I am working with panel data and I am looking to summarize information for each entity (ID) in different periods of time.
I am fairly new to R, but I am certain this can be done rather easily.
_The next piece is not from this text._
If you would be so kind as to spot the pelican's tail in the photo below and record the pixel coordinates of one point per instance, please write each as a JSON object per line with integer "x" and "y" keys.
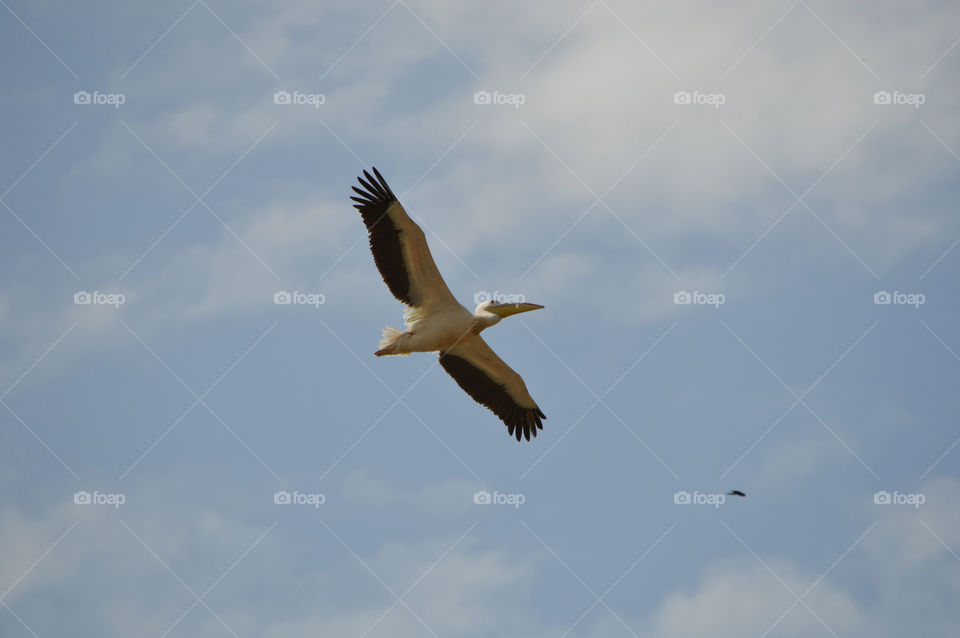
{"x": 388, "y": 342}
My data is formatted like this:
mydata <- structure(list(company_id = c(1, 1, 1, 1, 2, 2, 2, 2, 2, 3, 3,
3, 3, 3, 3, 3), A = c(3, 3, 3, 3, 4, 4, 4, 4, 4, 6, 6, 6, 6,
6, 6, 6), B = c(3, 6, 9, 12, 4, 8, 12, 16, 20, 6, 12, 18, 24,
30, 36, 42)), .Names = c("company_id", "A", "B"), row.names = c(NA,
-16L), class = c("tbl_df", "tbl", "data.frame"))
# A tibble: 16 x 2
company_id A
<dbl> <dbl>
1 1 3
2 1 3
3 1 3
4 1 3
5 2 4
6 2 4
7 2 4
8 2 4
9 2 4
10 3 6
11 3 6
12 3 6
13 3 6
14 3 6
15 3 6
16 3 6
My desired output would be to add a column B such that:
╔════════════╦═══╦════╗
║ company_id ║ A ║ B ║
╠════════════╬═══╬════╣
║ 1 ║ 3 ║ 3 ║
║ 1 ║ 3 ║ 6 ║
║ 1 ║ 3 ║ 9 ║
║ 1 ║ 3 ║ 12 ║
║ 2 ║ 4 ║ 4 ║
║ 2 ║ 4 ║ 8 ║
║ 2 ║ 4 ║ 12 ║
║ 2 ║ 4 ║ 16 ║
║ 2 ║ 4 ║ 20 ║
║ 3 ║ 6 ║ 6 ║
║ 3 ║ 6 ║ 12 ║
║ 3 ║ 6 ║ 18 ║
║ 3 ║ 6 ║ 24 ║
║ 3 ║ 6 ║ 30 ║
║ 3 ║ 6 ║ 36 ║
║ 3 ║ 6 ║ 42 ║
╚════════════╩═══╩════╝
What is the most efficient way of doing this?